In fact, the two were almost disgruntled siblings.
Really, if you asked either one of them why they became friends, there wouldn't be any clear answer. They might think back, remember how they met and where exactly, but that wouldn't be a reason.
It just kind of was.
All the chicks hated her.
Past all of that, life in the Sound Village was dull. Every day was a rehash of the day before. The weather would get colder and warmer. Leaves dropped from the trees and grew back months later. Flowers bloomed and died under thick rays of sunshine, but nothing really ever changed.
Ashita had dreams of escaping. This relentless cycle of watching her old man die, only to find some kind of temporary cure, and start dying again but just a little bit worse that time. Sometimes, she'd stand outside and stare up at those tall trees with an ocean of grass and dew at her feet, imagining a world without him. Without his hateful hole in the ground.
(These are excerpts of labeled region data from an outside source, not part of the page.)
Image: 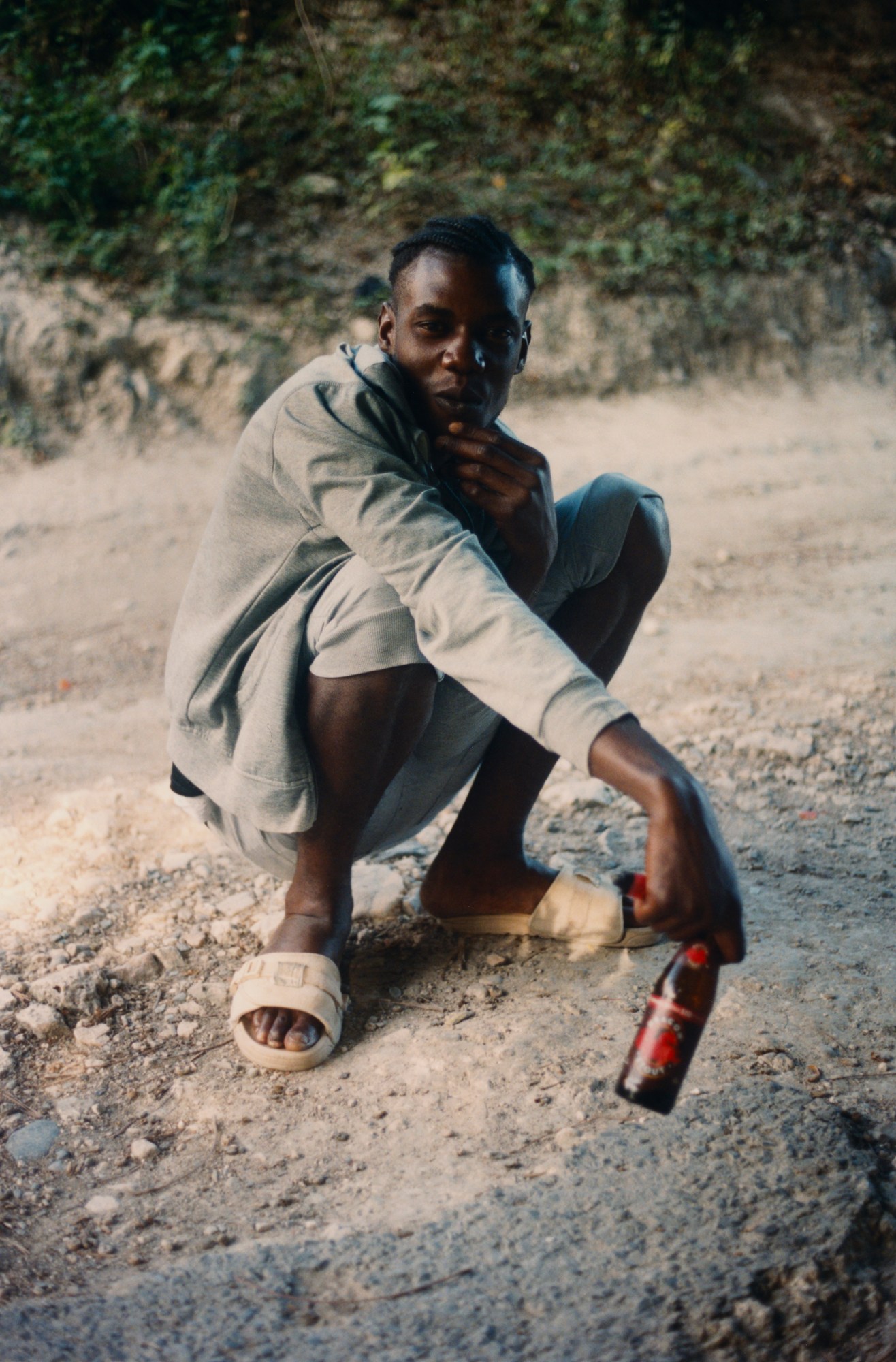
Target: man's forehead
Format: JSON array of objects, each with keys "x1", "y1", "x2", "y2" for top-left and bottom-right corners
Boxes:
[{"x1": 395, "y1": 248, "x2": 528, "y2": 319}]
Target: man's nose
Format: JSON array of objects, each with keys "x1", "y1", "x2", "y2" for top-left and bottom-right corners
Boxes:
[{"x1": 441, "y1": 331, "x2": 485, "y2": 373}]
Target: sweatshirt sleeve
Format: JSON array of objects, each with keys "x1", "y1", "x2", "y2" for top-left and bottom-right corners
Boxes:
[{"x1": 272, "y1": 383, "x2": 629, "y2": 772}]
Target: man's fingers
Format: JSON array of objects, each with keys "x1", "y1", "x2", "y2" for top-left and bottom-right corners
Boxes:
[
  {"x1": 444, "y1": 440, "x2": 539, "y2": 488},
  {"x1": 458, "y1": 463, "x2": 526, "y2": 501},
  {"x1": 436, "y1": 421, "x2": 547, "y2": 469},
  {"x1": 632, "y1": 893, "x2": 746, "y2": 964}
]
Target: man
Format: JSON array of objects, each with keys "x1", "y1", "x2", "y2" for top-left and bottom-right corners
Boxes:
[{"x1": 166, "y1": 217, "x2": 743, "y2": 1068}]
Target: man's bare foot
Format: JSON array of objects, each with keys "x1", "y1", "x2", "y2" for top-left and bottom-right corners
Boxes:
[
  {"x1": 419, "y1": 844, "x2": 557, "y2": 918},
  {"x1": 244, "y1": 911, "x2": 351, "y2": 1050}
]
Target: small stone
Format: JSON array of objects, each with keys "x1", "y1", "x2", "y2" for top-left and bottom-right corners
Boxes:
[
  {"x1": 72, "y1": 903, "x2": 102, "y2": 928},
  {"x1": 153, "y1": 945, "x2": 184, "y2": 972},
  {"x1": 114, "y1": 951, "x2": 162, "y2": 987},
  {"x1": 252, "y1": 908, "x2": 283, "y2": 945},
  {"x1": 15, "y1": 1002, "x2": 71, "y2": 1041},
  {"x1": 217, "y1": 889, "x2": 255, "y2": 918},
  {"x1": 131, "y1": 1137, "x2": 159, "y2": 1163},
  {"x1": 29, "y1": 964, "x2": 105, "y2": 1013},
  {"x1": 84, "y1": 1194, "x2": 118, "y2": 1222},
  {"x1": 351, "y1": 861, "x2": 404, "y2": 918},
  {"x1": 554, "y1": 1125, "x2": 581, "y2": 1150},
  {"x1": 187, "y1": 979, "x2": 230, "y2": 1009},
  {"x1": 74, "y1": 1022, "x2": 109, "y2": 1050},
  {"x1": 5, "y1": 1118, "x2": 59, "y2": 1163}
]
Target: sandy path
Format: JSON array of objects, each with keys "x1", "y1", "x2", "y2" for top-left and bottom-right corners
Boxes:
[{"x1": 0, "y1": 387, "x2": 896, "y2": 1362}]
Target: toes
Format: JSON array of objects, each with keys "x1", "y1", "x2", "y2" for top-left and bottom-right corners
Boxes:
[
  {"x1": 267, "y1": 1008, "x2": 293, "y2": 1050},
  {"x1": 283, "y1": 1012, "x2": 321, "y2": 1050},
  {"x1": 245, "y1": 1008, "x2": 276, "y2": 1045}
]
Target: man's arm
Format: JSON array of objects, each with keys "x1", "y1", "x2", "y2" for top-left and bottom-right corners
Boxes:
[
  {"x1": 271, "y1": 384, "x2": 628, "y2": 771},
  {"x1": 436, "y1": 421, "x2": 557, "y2": 602},
  {"x1": 437, "y1": 424, "x2": 745, "y2": 963},
  {"x1": 588, "y1": 718, "x2": 746, "y2": 964}
]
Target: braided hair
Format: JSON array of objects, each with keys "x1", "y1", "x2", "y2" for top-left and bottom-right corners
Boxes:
[{"x1": 389, "y1": 212, "x2": 535, "y2": 297}]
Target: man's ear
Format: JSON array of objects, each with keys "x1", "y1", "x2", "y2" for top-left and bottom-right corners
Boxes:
[
  {"x1": 513, "y1": 321, "x2": 532, "y2": 373},
  {"x1": 376, "y1": 302, "x2": 395, "y2": 354}
]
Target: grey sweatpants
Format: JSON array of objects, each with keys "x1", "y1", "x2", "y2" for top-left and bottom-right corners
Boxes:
[{"x1": 177, "y1": 473, "x2": 658, "y2": 880}]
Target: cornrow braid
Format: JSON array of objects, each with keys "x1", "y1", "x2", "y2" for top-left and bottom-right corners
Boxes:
[{"x1": 389, "y1": 212, "x2": 535, "y2": 297}]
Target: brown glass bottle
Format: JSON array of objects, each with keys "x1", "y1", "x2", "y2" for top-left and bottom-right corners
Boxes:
[{"x1": 615, "y1": 940, "x2": 722, "y2": 1114}]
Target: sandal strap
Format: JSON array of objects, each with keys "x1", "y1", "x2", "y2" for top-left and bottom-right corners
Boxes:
[
  {"x1": 230, "y1": 952, "x2": 346, "y2": 1045},
  {"x1": 530, "y1": 870, "x2": 624, "y2": 945}
]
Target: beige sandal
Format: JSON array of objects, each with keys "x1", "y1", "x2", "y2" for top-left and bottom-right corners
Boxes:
[
  {"x1": 230, "y1": 951, "x2": 346, "y2": 1071},
  {"x1": 438, "y1": 870, "x2": 662, "y2": 948}
]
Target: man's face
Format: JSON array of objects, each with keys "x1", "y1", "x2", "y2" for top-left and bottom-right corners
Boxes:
[{"x1": 379, "y1": 249, "x2": 530, "y2": 437}]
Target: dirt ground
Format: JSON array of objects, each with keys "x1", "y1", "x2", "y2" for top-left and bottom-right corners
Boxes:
[{"x1": 0, "y1": 384, "x2": 896, "y2": 1362}]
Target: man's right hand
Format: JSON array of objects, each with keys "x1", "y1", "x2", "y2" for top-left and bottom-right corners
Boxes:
[{"x1": 588, "y1": 718, "x2": 746, "y2": 964}]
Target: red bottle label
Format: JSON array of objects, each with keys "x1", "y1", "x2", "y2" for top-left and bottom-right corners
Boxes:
[{"x1": 629, "y1": 993, "x2": 705, "y2": 1079}]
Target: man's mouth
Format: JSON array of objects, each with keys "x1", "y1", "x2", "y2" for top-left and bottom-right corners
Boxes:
[{"x1": 434, "y1": 388, "x2": 485, "y2": 411}]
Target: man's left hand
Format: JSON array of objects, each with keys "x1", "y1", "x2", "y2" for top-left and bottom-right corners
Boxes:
[{"x1": 436, "y1": 421, "x2": 557, "y2": 601}]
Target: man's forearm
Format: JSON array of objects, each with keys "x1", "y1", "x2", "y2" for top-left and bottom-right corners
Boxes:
[{"x1": 588, "y1": 715, "x2": 697, "y2": 814}]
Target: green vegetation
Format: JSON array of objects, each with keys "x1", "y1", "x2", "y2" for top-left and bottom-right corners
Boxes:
[{"x1": 0, "y1": 0, "x2": 896, "y2": 313}]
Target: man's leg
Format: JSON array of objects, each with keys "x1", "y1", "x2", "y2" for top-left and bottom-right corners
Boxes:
[
  {"x1": 421, "y1": 497, "x2": 670, "y2": 918},
  {"x1": 245, "y1": 663, "x2": 436, "y2": 1050}
]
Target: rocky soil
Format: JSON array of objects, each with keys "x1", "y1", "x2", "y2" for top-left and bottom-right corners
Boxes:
[{"x1": 0, "y1": 385, "x2": 896, "y2": 1362}]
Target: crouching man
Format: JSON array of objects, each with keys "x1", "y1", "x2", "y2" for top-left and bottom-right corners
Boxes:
[{"x1": 166, "y1": 217, "x2": 743, "y2": 1069}]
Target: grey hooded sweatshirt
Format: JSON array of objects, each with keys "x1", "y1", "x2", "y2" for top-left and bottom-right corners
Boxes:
[{"x1": 165, "y1": 346, "x2": 628, "y2": 832}]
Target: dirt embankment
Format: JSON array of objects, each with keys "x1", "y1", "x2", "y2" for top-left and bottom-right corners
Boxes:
[
  {"x1": 0, "y1": 293, "x2": 896, "y2": 1362},
  {"x1": 0, "y1": 249, "x2": 896, "y2": 458}
]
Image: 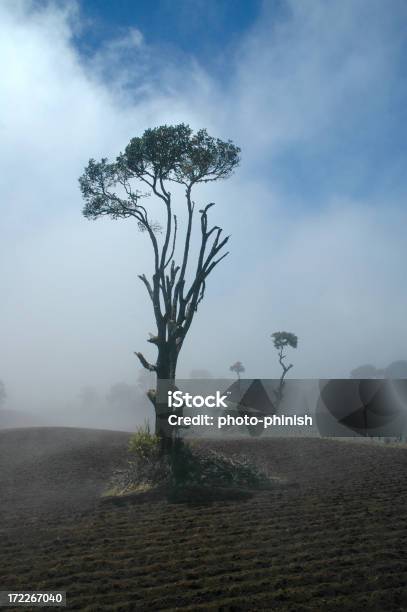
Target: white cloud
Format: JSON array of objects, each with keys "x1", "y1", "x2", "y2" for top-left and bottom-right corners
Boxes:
[{"x1": 0, "y1": 2, "x2": 407, "y2": 426}]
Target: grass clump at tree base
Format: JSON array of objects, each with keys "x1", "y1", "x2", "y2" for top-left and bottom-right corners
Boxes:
[{"x1": 108, "y1": 424, "x2": 271, "y2": 503}]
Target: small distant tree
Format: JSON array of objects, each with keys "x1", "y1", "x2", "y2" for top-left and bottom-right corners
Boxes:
[
  {"x1": 79, "y1": 123, "x2": 240, "y2": 452},
  {"x1": 229, "y1": 361, "x2": 245, "y2": 380},
  {"x1": 271, "y1": 332, "x2": 298, "y2": 405},
  {"x1": 0, "y1": 380, "x2": 7, "y2": 408}
]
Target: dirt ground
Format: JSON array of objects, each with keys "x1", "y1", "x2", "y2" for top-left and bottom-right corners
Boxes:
[{"x1": 0, "y1": 428, "x2": 407, "y2": 612}]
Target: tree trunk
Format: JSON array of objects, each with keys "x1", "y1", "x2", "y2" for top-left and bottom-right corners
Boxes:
[{"x1": 154, "y1": 342, "x2": 178, "y2": 453}]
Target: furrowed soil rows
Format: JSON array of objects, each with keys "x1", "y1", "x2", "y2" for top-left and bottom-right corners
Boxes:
[{"x1": 0, "y1": 428, "x2": 407, "y2": 612}]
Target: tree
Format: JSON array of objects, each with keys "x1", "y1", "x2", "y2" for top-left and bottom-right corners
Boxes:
[
  {"x1": 79, "y1": 124, "x2": 240, "y2": 447},
  {"x1": 271, "y1": 332, "x2": 298, "y2": 405},
  {"x1": 229, "y1": 361, "x2": 245, "y2": 380}
]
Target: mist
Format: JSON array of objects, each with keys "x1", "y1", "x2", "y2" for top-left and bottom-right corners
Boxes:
[{"x1": 0, "y1": 0, "x2": 407, "y2": 429}]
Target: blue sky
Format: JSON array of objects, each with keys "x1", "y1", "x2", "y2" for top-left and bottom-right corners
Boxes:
[
  {"x1": 75, "y1": 0, "x2": 261, "y2": 66},
  {"x1": 68, "y1": 0, "x2": 407, "y2": 206},
  {"x1": 0, "y1": 0, "x2": 407, "y2": 420}
]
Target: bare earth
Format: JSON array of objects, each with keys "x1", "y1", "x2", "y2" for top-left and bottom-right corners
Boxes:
[{"x1": 0, "y1": 428, "x2": 407, "y2": 612}]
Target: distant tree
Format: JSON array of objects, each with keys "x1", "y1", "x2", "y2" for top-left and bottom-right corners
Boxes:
[
  {"x1": 271, "y1": 332, "x2": 298, "y2": 405},
  {"x1": 229, "y1": 361, "x2": 245, "y2": 380},
  {"x1": 0, "y1": 380, "x2": 7, "y2": 408},
  {"x1": 79, "y1": 124, "x2": 240, "y2": 451}
]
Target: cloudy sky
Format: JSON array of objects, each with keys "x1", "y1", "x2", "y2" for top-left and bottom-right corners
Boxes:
[{"x1": 0, "y1": 0, "x2": 407, "y2": 418}]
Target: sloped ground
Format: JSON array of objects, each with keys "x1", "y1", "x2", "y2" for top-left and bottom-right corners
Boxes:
[{"x1": 0, "y1": 429, "x2": 407, "y2": 612}]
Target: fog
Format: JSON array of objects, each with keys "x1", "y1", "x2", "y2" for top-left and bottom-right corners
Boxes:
[{"x1": 0, "y1": 0, "x2": 407, "y2": 429}]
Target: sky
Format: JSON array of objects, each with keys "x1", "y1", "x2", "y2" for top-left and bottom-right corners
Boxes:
[{"x1": 0, "y1": 0, "x2": 407, "y2": 426}]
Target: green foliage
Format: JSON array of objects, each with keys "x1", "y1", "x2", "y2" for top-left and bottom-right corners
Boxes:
[
  {"x1": 79, "y1": 123, "x2": 240, "y2": 222},
  {"x1": 271, "y1": 332, "x2": 298, "y2": 350},
  {"x1": 124, "y1": 123, "x2": 240, "y2": 185},
  {"x1": 129, "y1": 422, "x2": 160, "y2": 461}
]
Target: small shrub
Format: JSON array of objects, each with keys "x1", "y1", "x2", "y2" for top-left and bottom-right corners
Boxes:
[{"x1": 129, "y1": 421, "x2": 160, "y2": 460}]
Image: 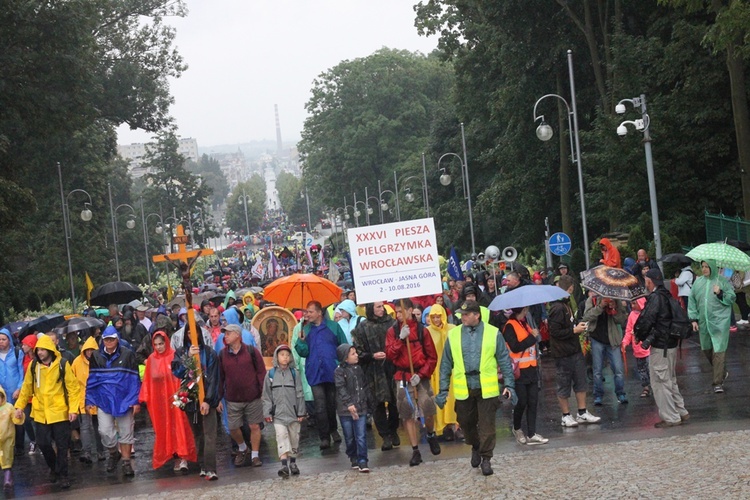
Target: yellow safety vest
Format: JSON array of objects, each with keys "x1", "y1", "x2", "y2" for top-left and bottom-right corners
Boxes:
[{"x1": 448, "y1": 324, "x2": 500, "y2": 400}]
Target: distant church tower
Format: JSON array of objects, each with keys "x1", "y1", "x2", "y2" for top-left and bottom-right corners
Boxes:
[{"x1": 273, "y1": 104, "x2": 281, "y2": 158}]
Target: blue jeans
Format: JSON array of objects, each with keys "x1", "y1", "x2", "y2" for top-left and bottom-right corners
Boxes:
[
  {"x1": 339, "y1": 415, "x2": 367, "y2": 464},
  {"x1": 591, "y1": 339, "x2": 625, "y2": 398}
]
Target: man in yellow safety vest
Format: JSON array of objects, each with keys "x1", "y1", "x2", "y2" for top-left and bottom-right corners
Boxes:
[{"x1": 435, "y1": 300, "x2": 517, "y2": 476}]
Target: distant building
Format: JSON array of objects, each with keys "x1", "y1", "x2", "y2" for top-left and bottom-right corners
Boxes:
[{"x1": 117, "y1": 137, "x2": 199, "y2": 179}]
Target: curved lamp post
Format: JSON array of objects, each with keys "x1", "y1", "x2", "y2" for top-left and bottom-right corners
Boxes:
[
  {"x1": 57, "y1": 162, "x2": 93, "y2": 313},
  {"x1": 534, "y1": 50, "x2": 590, "y2": 269}
]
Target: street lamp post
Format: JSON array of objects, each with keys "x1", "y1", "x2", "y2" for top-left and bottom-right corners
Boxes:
[
  {"x1": 107, "y1": 183, "x2": 135, "y2": 281},
  {"x1": 534, "y1": 50, "x2": 590, "y2": 269},
  {"x1": 438, "y1": 123, "x2": 477, "y2": 258},
  {"x1": 240, "y1": 189, "x2": 253, "y2": 238},
  {"x1": 57, "y1": 162, "x2": 92, "y2": 313},
  {"x1": 615, "y1": 94, "x2": 661, "y2": 266}
]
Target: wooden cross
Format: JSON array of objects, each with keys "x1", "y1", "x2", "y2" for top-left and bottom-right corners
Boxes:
[{"x1": 152, "y1": 224, "x2": 214, "y2": 405}]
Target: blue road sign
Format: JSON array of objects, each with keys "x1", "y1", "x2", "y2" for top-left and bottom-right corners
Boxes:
[{"x1": 549, "y1": 233, "x2": 571, "y2": 255}]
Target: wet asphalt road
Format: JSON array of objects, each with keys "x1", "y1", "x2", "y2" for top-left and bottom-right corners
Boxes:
[{"x1": 13, "y1": 329, "x2": 750, "y2": 498}]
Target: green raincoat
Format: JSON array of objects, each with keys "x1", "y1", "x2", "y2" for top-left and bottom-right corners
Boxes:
[{"x1": 688, "y1": 260, "x2": 735, "y2": 352}]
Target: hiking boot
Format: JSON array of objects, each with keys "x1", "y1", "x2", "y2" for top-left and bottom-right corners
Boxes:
[
  {"x1": 443, "y1": 427, "x2": 456, "y2": 441},
  {"x1": 480, "y1": 458, "x2": 494, "y2": 476},
  {"x1": 654, "y1": 420, "x2": 682, "y2": 429},
  {"x1": 427, "y1": 432, "x2": 440, "y2": 455},
  {"x1": 576, "y1": 411, "x2": 602, "y2": 424},
  {"x1": 380, "y1": 436, "x2": 393, "y2": 451},
  {"x1": 234, "y1": 449, "x2": 250, "y2": 467},
  {"x1": 560, "y1": 415, "x2": 578, "y2": 427},
  {"x1": 471, "y1": 448, "x2": 482, "y2": 469},
  {"x1": 122, "y1": 460, "x2": 135, "y2": 477},
  {"x1": 391, "y1": 432, "x2": 401, "y2": 448},
  {"x1": 409, "y1": 450, "x2": 422, "y2": 467},
  {"x1": 107, "y1": 448, "x2": 122, "y2": 472},
  {"x1": 526, "y1": 434, "x2": 549, "y2": 445}
]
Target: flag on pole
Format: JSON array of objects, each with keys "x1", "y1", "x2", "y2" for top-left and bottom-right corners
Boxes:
[
  {"x1": 448, "y1": 245, "x2": 464, "y2": 281},
  {"x1": 84, "y1": 271, "x2": 94, "y2": 307}
]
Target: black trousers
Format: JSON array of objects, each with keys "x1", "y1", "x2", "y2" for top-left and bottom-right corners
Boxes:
[
  {"x1": 513, "y1": 380, "x2": 539, "y2": 437},
  {"x1": 372, "y1": 401, "x2": 401, "y2": 437},
  {"x1": 455, "y1": 389, "x2": 500, "y2": 458},
  {"x1": 34, "y1": 420, "x2": 70, "y2": 476},
  {"x1": 310, "y1": 382, "x2": 338, "y2": 439}
]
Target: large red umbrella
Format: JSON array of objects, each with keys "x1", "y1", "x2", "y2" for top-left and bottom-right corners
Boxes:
[{"x1": 263, "y1": 273, "x2": 343, "y2": 309}]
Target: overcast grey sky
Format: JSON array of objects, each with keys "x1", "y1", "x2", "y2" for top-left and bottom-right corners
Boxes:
[{"x1": 118, "y1": 0, "x2": 437, "y2": 147}]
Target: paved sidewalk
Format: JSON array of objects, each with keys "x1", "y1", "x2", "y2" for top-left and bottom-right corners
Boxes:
[{"x1": 114, "y1": 431, "x2": 750, "y2": 500}]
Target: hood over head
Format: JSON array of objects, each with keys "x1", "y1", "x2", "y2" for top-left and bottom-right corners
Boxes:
[{"x1": 273, "y1": 344, "x2": 295, "y2": 368}]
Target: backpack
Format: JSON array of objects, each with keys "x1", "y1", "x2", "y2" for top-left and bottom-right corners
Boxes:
[
  {"x1": 29, "y1": 356, "x2": 70, "y2": 407},
  {"x1": 669, "y1": 296, "x2": 693, "y2": 340}
]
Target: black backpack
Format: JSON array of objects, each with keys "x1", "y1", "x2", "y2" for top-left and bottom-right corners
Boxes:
[{"x1": 669, "y1": 296, "x2": 693, "y2": 340}]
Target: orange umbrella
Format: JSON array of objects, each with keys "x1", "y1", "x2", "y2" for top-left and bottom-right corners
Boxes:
[{"x1": 263, "y1": 273, "x2": 343, "y2": 309}]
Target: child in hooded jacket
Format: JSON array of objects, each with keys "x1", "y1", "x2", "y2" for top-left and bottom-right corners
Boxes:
[
  {"x1": 622, "y1": 297, "x2": 651, "y2": 398},
  {"x1": 262, "y1": 344, "x2": 307, "y2": 479}
]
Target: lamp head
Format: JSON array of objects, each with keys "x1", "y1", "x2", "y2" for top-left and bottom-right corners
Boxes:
[{"x1": 536, "y1": 121, "x2": 555, "y2": 142}]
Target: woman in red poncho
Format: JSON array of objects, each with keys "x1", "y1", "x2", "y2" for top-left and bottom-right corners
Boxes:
[{"x1": 139, "y1": 330, "x2": 198, "y2": 472}]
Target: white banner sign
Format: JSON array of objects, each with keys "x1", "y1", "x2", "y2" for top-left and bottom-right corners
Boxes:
[{"x1": 347, "y1": 218, "x2": 443, "y2": 304}]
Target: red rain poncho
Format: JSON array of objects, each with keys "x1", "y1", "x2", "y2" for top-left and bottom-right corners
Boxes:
[{"x1": 139, "y1": 331, "x2": 198, "y2": 469}]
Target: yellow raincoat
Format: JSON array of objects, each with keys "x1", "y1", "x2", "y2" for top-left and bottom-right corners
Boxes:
[
  {"x1": 427, "y1": 304, "x2": 458, "y2": 434},
  {"x1": 71, "y1": 337, "x2": 99, "y2": 415},
  {"x1": 15, "y1": 335, "x2": 81, "y2": 424},
  {"x1": 0, "y1": 387, "x2": 16, "y2": 469}
]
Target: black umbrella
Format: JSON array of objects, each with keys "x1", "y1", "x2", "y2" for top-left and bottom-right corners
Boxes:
[
  {"x1": 18, "y1": 314, "x2": 65, "y2": 339},
  {"x1": 661, "y1": 253, "x2": 693, "y2": 264},
  {"x1": 52, "y1": 317, "x2": 105, "y2": 335},
  {"x1": 91, "y1": 281, "x2": 143, "y2": 307}
]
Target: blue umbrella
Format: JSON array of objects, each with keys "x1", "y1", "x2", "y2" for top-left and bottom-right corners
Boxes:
[{"x1": 489, "y1": 285, "x2": 570, "y2": 311}]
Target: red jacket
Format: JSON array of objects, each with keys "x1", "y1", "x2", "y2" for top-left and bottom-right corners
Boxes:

Maybe even without Sasuke Uchiha and their collective hoard of haters.
It was this gorgeous place where she could be anything. A writer. An actress. An artist. A girl without porcelain pale skin and snake eyes. A girl with normal parents and a normal life and who lived in a normal village. With real friends and a future without a grey cloud of uncertainty bruising up the entire thing. Like what normal people had.
But fate had given her a ripe black eye. At the end of day, all she could really do was go back inside and bring her father a plate of dinner, and they'd pretend like they loved one another, even though there wasn't a more blatant lie.